Local photographer juries exhibit in Middlebury

PhotoPlace Gallery in Middlebury is now exhibiting 35 images selected by Middlebury native Emma Powell (daughter of Kirsten Hoving, who, with her husband Rick Clark, founded PhotoPlace Gallery) for the juried exhibit “Fictional Narratives.” Powell also selected an additional 35 for the gallery’s Online Gallery Annex.
Photographic fictional narratives read like fairytales rather than memoirs. They leave clues rather than solve mysteries. At times, they are constructed by the artist with a specific intention in mind — a staged setting, art-directed gazes and gestures, and allegorical metaphors. Other times, the images are found in landscape or through man-made materials that represent universal qualities of the personal, human experience. At its best, personal narratives create curiosity while recounting intimate or imagined stories — with unique endings for each viewer. Photo by Brooke Shaden
“I was honored to review so many remarkable and intriguing photographs,” wrote Powell in a statement. “Thank you to all the artists who contributed their work. I believe it is imagination that connects the images in this selection, both the artist’s creative intent as well as the imagination inspired in the viewer.”
“When reviewing the images for ‘Fictional Narrative,’ I found myself particularly drawn to images that made me curious about their greater context or storyline,”explained Powell, who received her MFA in photography from the Rochester Institute of Technology and now works as an assistant professor of art at Colorado College. “These images made me want to envision the world they came from. I also looked for the mysterious images that conveyed intimate details while also relating to more universal themes.

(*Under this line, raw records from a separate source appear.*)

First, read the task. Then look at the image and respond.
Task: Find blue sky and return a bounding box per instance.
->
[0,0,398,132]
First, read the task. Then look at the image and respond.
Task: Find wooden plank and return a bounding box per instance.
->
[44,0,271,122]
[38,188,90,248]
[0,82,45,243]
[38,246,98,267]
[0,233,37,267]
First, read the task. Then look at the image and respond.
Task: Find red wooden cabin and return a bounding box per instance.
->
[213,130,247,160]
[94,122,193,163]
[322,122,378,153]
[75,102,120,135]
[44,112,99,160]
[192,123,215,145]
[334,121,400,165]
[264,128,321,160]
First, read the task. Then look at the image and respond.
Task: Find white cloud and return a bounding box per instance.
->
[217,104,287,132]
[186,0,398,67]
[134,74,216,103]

I was impressed by how aesthetically compelling these images are. From depth of atmosphere to elements of design, these images stood out to me for their visual strength.”
Powell’s own work also focuses on fictional narrative.
“I create art that visualizes curious scenarios in order to convey a message or feeling instead of a record of a moment,” explained the Middlebury Union High School grad. “I utilize a range of hand-applied photographic emulsions in order to visualize the distance between fantasy and reality, as well as to make prints that appear as objects instead of windows. The photographic processes I use are chosen intentionally to evoke another place or time that is removed from the every day, adding layers of narrative meaning through historical references or material qualities.” Photo by Cherie E. Truesdale
For Powell fictional narratives in photography “allow us the freedom to explore our own lives through metaphor and fantasy.” Escape the mundane and go check out the PhotoPlace Gallery’s exhibit before it’s gone.